Purpose of Franklin proceeding
The purpose of the proceeding was to allow the offender to assemble evidence ‘at or near the time of the juvenile’s offense rather than decades later when memories have faded, records may have been lost or destroyed, or family or community members may have relocated or passed away.’ Some offenders who file these postjudgment motions in the trial court may have spent a decade or more in prison. Some may have even come before the Board for a youth offender parole hearing. The court may consider whether a Franklin proceeding is likely to produce fruitful evidence considering such factors as the passage of time and whether the offender has already benefitted from the fact-finding procedures set forth in section 3051, subdivision (f)(1) and (2) with the assistance of appointed counsel (§ 3041.7; Cal.

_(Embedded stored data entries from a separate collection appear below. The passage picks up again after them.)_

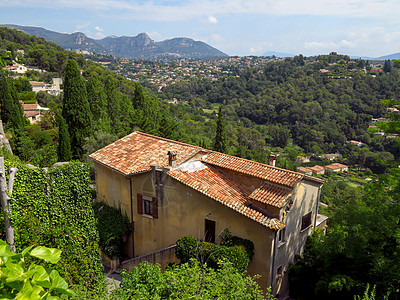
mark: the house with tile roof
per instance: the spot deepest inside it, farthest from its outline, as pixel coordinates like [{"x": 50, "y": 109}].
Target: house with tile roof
[
  {"x": 33, "y": 112},
  {"x": 169, "y": 189},
  {"x": 336, "y": 167}
]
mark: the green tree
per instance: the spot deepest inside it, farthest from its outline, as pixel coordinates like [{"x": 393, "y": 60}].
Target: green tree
[
  {"x": 98, "y": 103},
  {"x": 76, "y": 109},
  {"x": 11, "y": 111},
  {"x": 361, "y": 247},
  {"x": 220, "y": 143},
  {"x": 64, "y": 144}
]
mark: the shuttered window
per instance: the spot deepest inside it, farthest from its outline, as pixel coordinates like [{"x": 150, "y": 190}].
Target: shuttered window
[{"x": 147, "y": 206}]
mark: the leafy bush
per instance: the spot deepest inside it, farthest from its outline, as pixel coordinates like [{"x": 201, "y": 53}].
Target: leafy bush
[
  {"x": 228, "y": 240},
  {"x": 188, "y": 247},
  {"x": 112, "y": 226},
  {"x": 18, "y": 280},
  {"x": 190, "y": 280}
]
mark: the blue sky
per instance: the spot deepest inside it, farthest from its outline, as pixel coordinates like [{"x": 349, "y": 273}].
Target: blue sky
[{"x": 236, "y": 27}]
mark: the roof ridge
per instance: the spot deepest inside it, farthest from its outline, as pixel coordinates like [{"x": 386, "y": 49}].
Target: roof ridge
[
  {"x": 167, "y": 140},
  {"x": 256, "y": 162}
]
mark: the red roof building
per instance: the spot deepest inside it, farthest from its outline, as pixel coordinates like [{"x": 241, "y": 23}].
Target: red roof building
[{"x": 170, "y": 189}]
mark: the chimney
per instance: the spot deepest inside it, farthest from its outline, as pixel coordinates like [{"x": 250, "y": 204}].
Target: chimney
[
  {"x": 172, "y": 158},
  {"x": 272, "y": 160}
]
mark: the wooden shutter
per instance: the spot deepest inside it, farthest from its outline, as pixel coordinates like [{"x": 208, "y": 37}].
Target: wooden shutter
[
  {"x": 155, "y": 207},
  {"x": 139, "y": 198}
]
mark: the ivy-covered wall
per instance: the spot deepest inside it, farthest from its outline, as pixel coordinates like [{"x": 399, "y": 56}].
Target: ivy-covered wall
[{"x": 53, "y": 208}]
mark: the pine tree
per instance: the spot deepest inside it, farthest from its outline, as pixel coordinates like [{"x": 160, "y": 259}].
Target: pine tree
[
  {"x": 76, "y": 109},
  {"x": 220, "y": 135},
  {"x": 64, "y": 143},
  {"x": 11, "y": 110}
]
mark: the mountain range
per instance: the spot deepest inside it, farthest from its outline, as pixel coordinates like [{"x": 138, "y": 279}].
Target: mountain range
[
  {"x": 132, "y": 47},
  {"x": 284, "y": 54}
]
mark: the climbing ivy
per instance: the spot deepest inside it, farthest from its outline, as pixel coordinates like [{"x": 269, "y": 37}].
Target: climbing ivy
[
  {"x": 112, "y": 226},
  {"x": 53, "y": 208}
]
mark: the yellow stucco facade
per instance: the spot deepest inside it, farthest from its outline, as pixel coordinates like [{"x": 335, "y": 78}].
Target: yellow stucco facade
[{"x": 182, "y": 211}]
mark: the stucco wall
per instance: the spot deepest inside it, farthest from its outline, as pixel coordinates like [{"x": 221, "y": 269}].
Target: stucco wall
[
  {"x": 305, "y": 200},
  {"x": 182, "y": 211}
]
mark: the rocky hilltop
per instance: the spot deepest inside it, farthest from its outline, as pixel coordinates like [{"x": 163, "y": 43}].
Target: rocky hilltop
[{"x": 133, "y": 47}]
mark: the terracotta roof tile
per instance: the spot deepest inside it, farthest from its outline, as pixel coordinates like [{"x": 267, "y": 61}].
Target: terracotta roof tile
[
  {"x": 271, "y": 194},
  {"x": 215, "y": 184},
  {"x": 33, "y": 106},
  {"x": 259, "y": 170},
  {"x": 135, "y": 153}
]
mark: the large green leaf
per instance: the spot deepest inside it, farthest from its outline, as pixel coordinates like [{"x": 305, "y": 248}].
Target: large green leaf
[
  {"x": 41, "y": 277},
  {"x": 29, "y": 292}
]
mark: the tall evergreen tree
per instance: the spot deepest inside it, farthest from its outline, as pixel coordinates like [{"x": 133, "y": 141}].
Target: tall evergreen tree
[
  {"x": 11, "y": 110},
  {"x": 139, "y": 101},
  {"x": 113, "y": 102},
  {"x": 97, "y": 98},
  {"x": 76, "y": 109},
  {"x": 220, "y": 135},
  {"x": 64, "y": 143}
]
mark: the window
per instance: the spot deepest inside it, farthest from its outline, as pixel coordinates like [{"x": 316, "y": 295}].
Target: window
[
  {"x": 281, "y": 236},
  {"x": 147, "y": 206},
  {"x": 279, "y": 273},
  {"x": 305, "y": 221},
  {"x": 209, "y": 232}
]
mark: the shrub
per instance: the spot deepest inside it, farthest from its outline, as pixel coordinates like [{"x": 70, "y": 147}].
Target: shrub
[
  {"x": 111, "y": 226},
  {"x": 53, "y": 209},
  {"x": 228, "y": 240},
  {"x": 211, "y": 254}
]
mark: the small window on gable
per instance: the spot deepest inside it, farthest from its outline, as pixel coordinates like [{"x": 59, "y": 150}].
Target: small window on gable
[
  {"x": 147, "y": 206},
  {"x": 159, "y": 174},
  {"x": 279, "y": 272},
  {"x": 281, "y": 235},
  {"x": 305, "y": 221}
]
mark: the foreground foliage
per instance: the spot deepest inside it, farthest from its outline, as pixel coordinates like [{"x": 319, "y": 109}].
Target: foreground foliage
[
  {"x": 188, "y": 248},
  {"x": 112, "y": 226},
  {"x": 188, "y": 281},
  {"x": 54, "y": 209},
  {"x": 362, "y": 246},
  {"x": 20, "y": 280}
]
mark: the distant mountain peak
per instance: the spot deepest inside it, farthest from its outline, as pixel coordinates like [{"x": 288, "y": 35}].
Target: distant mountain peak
[{"x": 134, "y": 47}]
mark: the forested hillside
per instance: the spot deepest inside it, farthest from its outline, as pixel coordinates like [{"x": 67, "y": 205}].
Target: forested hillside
[
  {"x": 299, "y": 105},
  {"x": 292, "y": 103},
  {"x": 116, "y": 106}
]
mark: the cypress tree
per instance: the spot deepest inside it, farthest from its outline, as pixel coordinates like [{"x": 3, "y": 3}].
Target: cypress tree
[
  {"x": 97, "y": 98},
  {"x": 220, "y": 135},
  {"x": 11, "y": 110},
  {"x": 64, "y": 143},
  {"x": 76, "y": 109}
]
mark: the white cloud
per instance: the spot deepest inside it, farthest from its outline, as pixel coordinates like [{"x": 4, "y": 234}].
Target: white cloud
[
  {"x": 100, "y": 35},
  {"x": 81, "y": 27},
  {"x": 187, "y": 10},
  {"x": 212, "y": 20},
  {"x": 155, "y": 35},
  {"x": 216, "y": 38},
  {"x": 255, "y": 50}
]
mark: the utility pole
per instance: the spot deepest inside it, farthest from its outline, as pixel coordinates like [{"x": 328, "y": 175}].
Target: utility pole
[{"x": 5, "y": 201}]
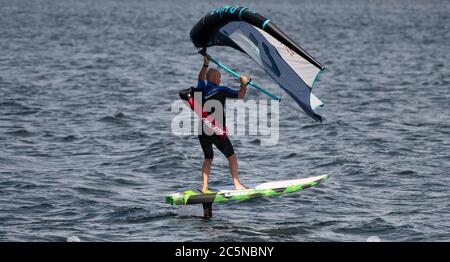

Code Regs., tit. 15, § 2256, subd. (c)).” (Cook, supra, 7 Cal.5th at p. 459, 247 Cal.Rptr.3d 669, 441 P.3d 912.)

Cook confirmed that the manner and extent of a Franklin hearing is left to the discretion of the trial court. (Cook, supra, 7 Cal.5th at p. 459, 247 Cal.Rptr.3d 669,

Evidence considered at a Youth Offender Parole Hearing
Section 3051, subdivision (f) lays out a variety of evidence that a parole board may take into consideration regarding “the diminished culpability of youth as compared to that of adults,” including “psychological evaluations and risk assessment instruments,” as well as statements from “[f]amily members, friends, school personnel, faith leaders, and representatives from community-based organizations with knowledge about the individual before the crime or the individual’s growth and maturity since the time of the crime.” No such evidence was entered into the record, either at sentencing or thereafter.

The Legislature intended that the benefits of youth offender parole hearings be available even to those prisoners with decades-old convictions. (Franklin, supra, 63 Cal.4th at p. 278, 202 Cal.Rptr.3d 496, 370 P.3d 1053 [“The statutory text makes clear that the Legislature intended youth offender parole hearings to apply retrospectively, that is, to all eligible youth offenders regardless of the date of conviction.”].) And, under Franklin, prisoners who are eligible for a youth offender parole hearing are entitled to an opportunity to prepare a record relevant to such a hearing. (Id. at pp. 283-284, 202 Cal.Rptr.3d 496, 370 P.3d 1053.) Benzler was convicted in 2014 and was only later made eligible for a youth offender parole hearing. There is insufficient evidence to support the denial of a Franklin proceeding for which he is eigble.